Taylor shares ‘brushstrokes of life’
When nightfall came to the farm where Jennifer Stottle Taylor lived in North Alabama, there was something magical, something calling, about the night sky.
Although she knew and understood that the stars were lightyears away, Taylor also knew the sky was not the limit. A big, world was out there awaiting her and she wanted to experience and absorb it all.
And, so she has and so she does.
Today, Jennifer Stottle Taylor is an award-winning, internationally known impressionist artist. She is also a spiritualist who gains inspiration from her world travels and from just being home in a small rural town in south Middle Tennessee.
Taylor is a featured artist at the Johnson Center for the Arts and her exhibition, “Brush Strokes of Life” opened on January 8 and will close on February 20.
The exhibition includes acrylic and oil paintings that chronical her life and her interests from her early homestead in North Alabama to her present homestead just across the Tennessee line.
“My first love was horses and exploring,” Taylor said. “Most of my days were spent on horseback or searching for fossils and arrowheads in the nearby woods.
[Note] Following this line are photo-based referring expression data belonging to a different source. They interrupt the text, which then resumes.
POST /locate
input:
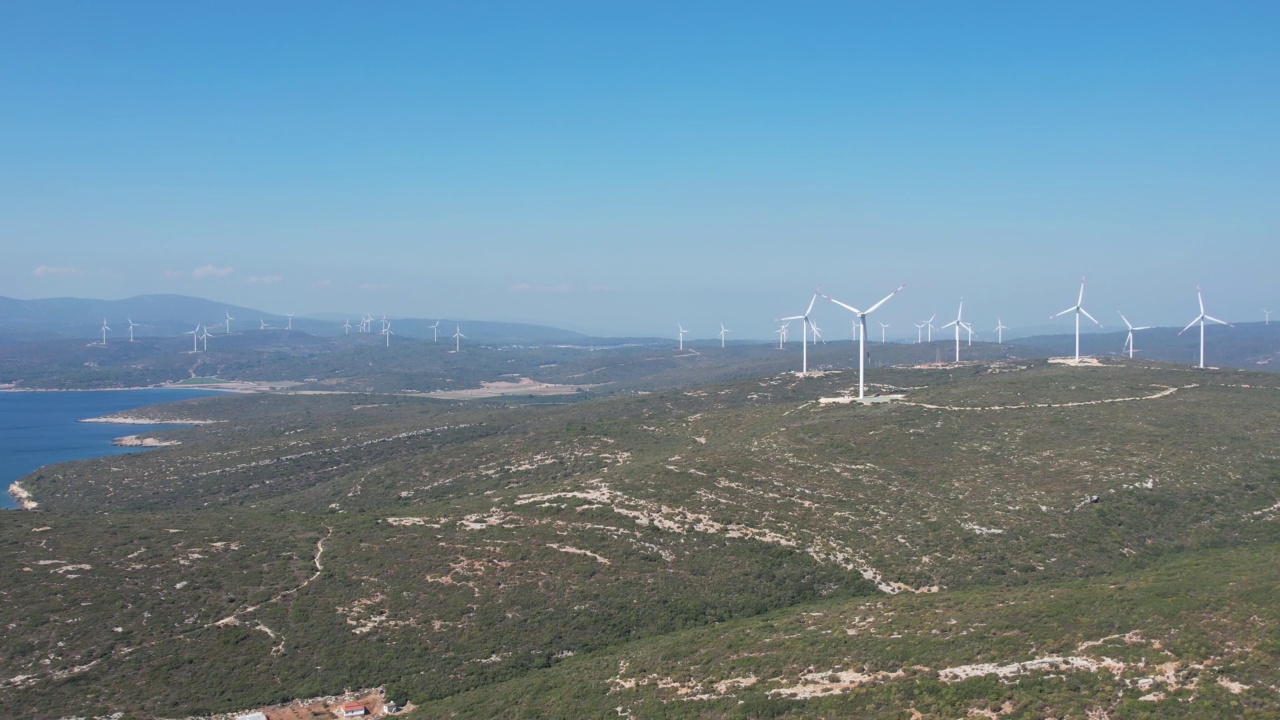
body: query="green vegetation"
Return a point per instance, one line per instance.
(725, 550)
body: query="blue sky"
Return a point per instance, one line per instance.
(624, 167)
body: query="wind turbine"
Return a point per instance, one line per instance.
(1128, 341)
(862, 332)
(929, 326)
(958, 323)
(804, 333)
(1201, 319)
(1078, 309)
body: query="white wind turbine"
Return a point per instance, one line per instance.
(928, 326)
(1079, 310)
(959, 323)
(1201, 319)
(862, 332)
(804, 333)
(1128, 341)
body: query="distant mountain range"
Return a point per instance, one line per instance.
(167, 315)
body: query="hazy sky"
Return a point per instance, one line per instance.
(621, 167)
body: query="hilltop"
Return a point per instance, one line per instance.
(736, 548)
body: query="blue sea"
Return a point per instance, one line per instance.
(40, 428)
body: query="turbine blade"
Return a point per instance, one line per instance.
(850, 308)
(872, 309)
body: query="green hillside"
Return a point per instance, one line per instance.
(485, 560)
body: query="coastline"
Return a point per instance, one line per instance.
(137, 420)
(22, 496)
(135, 441)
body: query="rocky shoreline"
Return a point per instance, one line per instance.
(22, 496)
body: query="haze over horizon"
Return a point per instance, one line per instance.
(621, 169)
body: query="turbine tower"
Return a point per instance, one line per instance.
(1201, 319)
(1079, 310)
(804, 332)
(1128, 341)
(862, 333)
(928, 326)
(958, 324)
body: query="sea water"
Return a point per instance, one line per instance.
(40, 428)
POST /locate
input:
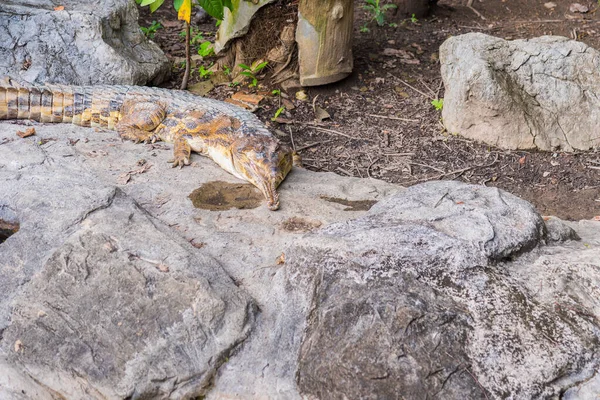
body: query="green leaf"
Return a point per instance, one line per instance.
(154, 6)
(260, 66)
(206, 49)
(438, 104)
(278, 113)
(214, 8)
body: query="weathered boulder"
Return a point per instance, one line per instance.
(116, 286)
(80, 44)
(420, 298)
(523, 94)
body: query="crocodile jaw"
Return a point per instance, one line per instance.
(265, 165)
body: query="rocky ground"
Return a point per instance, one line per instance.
(383, 124)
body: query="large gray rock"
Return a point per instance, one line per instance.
(82, 44)
(523, 94)
(116, 286)
(113, 289)
(420, 298)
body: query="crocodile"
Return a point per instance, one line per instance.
(232, 137)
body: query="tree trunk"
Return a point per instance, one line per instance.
(324, 37)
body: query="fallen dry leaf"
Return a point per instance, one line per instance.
(27, 133)
(301, 95)
(253, 99)
(171, 24)
(321, 114)
(242, 105)
(283, 121)
(201, 88)
(580, 8)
I loved the outdoors then and I do now.”
Her paintings of horses, reflect her days as a horse trainer and as “the tallest” jockey among fellow jockeys.
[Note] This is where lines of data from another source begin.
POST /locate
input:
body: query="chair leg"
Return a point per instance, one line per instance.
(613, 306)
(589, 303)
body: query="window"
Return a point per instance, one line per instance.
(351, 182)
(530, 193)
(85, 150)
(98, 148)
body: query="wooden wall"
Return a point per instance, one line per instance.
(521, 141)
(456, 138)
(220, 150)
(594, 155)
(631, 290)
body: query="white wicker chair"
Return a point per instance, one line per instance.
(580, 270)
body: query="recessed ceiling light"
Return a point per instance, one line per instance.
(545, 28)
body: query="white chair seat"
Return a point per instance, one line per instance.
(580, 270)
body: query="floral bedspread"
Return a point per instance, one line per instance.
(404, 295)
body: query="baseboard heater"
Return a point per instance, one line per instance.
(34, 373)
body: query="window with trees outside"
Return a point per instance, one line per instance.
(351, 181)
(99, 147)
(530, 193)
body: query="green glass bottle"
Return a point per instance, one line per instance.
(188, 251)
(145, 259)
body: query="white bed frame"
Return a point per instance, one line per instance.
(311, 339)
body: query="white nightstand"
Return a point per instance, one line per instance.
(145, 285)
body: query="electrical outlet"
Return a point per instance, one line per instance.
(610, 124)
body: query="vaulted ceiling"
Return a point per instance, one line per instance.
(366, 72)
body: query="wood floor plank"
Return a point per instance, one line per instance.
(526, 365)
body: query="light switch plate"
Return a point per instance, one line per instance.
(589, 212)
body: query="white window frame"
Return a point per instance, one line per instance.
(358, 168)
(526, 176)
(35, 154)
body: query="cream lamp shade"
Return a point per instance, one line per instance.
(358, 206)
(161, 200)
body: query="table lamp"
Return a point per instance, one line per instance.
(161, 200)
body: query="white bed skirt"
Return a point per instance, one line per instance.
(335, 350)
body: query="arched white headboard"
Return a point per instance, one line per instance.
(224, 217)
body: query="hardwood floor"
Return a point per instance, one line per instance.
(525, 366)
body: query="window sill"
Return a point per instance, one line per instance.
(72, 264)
But, as greatly as her rural upbringing influenced Taylor’s artwork even more so did her parents’ love of culture.
“In 1982, I visited the Smithsonian and was totally mesmerized by the artwork there,” Taylor said. “Several years later, on my first trip to Europe, my life was changed forever. I was totally absorbed in the art at the Louvre.”
Today, Taylor travels extensively to find inspiration for her artwork. She travels a path with no end so every journey is an opportunity, an adventure and a new creation on canvas.
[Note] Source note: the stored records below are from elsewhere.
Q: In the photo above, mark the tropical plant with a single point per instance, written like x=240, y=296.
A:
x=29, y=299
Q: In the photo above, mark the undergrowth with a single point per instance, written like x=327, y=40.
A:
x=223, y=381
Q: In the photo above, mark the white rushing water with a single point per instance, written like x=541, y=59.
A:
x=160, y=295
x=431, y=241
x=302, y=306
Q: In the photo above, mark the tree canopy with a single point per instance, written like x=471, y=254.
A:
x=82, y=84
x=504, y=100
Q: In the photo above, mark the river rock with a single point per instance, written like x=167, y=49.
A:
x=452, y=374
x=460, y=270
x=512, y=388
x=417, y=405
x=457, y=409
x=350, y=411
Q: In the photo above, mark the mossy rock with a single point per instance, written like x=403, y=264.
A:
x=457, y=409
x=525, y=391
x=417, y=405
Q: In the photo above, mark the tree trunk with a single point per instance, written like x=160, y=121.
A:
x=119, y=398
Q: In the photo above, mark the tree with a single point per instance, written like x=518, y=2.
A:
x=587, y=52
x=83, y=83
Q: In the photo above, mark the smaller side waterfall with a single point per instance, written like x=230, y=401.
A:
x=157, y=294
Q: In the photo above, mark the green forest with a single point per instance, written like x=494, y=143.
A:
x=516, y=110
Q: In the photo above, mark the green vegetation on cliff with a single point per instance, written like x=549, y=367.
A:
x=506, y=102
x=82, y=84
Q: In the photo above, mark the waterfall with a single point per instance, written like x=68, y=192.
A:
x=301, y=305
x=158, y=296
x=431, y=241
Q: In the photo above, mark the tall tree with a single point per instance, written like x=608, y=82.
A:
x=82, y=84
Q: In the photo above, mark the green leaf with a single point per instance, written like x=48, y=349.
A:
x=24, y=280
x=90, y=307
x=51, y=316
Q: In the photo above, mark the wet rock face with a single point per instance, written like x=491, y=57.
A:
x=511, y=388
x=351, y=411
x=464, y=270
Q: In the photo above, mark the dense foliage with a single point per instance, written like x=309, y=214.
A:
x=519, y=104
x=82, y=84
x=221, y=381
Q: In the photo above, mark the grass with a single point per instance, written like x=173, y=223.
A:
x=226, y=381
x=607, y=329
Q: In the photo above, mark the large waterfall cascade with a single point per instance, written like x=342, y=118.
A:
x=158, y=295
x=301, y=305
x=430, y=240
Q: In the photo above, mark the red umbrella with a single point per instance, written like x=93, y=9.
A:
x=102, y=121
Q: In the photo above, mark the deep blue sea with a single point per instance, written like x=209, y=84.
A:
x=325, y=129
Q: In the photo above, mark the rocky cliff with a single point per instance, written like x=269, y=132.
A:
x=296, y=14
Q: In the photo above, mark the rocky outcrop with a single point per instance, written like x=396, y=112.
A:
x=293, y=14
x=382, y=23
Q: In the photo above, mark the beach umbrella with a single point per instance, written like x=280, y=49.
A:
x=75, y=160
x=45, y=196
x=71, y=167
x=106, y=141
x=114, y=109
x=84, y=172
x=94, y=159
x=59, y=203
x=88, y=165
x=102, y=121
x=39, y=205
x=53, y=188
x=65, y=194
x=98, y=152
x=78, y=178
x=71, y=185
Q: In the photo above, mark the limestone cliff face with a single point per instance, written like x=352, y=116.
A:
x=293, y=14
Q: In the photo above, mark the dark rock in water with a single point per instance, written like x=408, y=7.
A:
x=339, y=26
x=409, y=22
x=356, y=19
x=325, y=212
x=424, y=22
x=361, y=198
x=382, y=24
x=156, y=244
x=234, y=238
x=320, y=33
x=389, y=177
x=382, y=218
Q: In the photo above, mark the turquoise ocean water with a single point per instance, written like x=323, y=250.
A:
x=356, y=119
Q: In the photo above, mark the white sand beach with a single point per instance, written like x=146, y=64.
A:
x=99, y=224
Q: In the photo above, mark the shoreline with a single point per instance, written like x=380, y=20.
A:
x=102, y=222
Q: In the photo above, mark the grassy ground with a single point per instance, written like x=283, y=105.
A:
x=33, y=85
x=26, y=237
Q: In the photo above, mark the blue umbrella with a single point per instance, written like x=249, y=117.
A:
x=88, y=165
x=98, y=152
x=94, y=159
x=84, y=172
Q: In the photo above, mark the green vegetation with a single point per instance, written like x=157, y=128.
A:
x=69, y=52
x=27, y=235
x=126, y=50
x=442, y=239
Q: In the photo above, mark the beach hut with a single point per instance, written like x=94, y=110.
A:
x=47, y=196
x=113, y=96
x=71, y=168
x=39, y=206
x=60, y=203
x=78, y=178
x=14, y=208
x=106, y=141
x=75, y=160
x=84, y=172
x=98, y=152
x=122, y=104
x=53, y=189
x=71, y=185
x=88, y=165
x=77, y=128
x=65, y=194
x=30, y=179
Whether she is painting scenes in Blue Ridge, Georgia or Gadsden, Alabama or in art residences in France or India, Taylor she uses the scenes that unfold before her to inspire new and deeper meaning in her art.
In the past 10 years, she has focused her artwork on acrylic and oils. And, when she paints, she doesn’t dilly-dally around.
She quickly captures the scene and the essence of it on canvas and she often does so en plein air.
“The term ‘en plein air’ means painting outside,” Taylor said. “Painting outside helps understand color and the changes that take place in minutes or even seconds.”
However, it took time for Taylor to adjust to painting en plein air.
“I had signed up for a year of plein air events but I almost dropped out,” she said. “I didn’t like the quietness of it and, too, there were competitions within the event and I didn’t like that. But, I stayed and I enjoy it.”
Today, Taylor travels with a wooden box that contains paints already out of the tubes and ready-to mix before the colors of the sunset change or the sunbeams drift. The easel can be popped and propped in a matter of seconds and, just that quickly, Taylor is capturing a scene on canvas.
No matter the time or place Jennifer Stottle Taylor is prepared to capture what she calls unicorn paintings. Those are paintings that bring joy to her as she creates art and joy to those who find joy in her creations. Unicorn paintings are those that bring joy to all. And, they, too, are “Brush Strokes of Life.”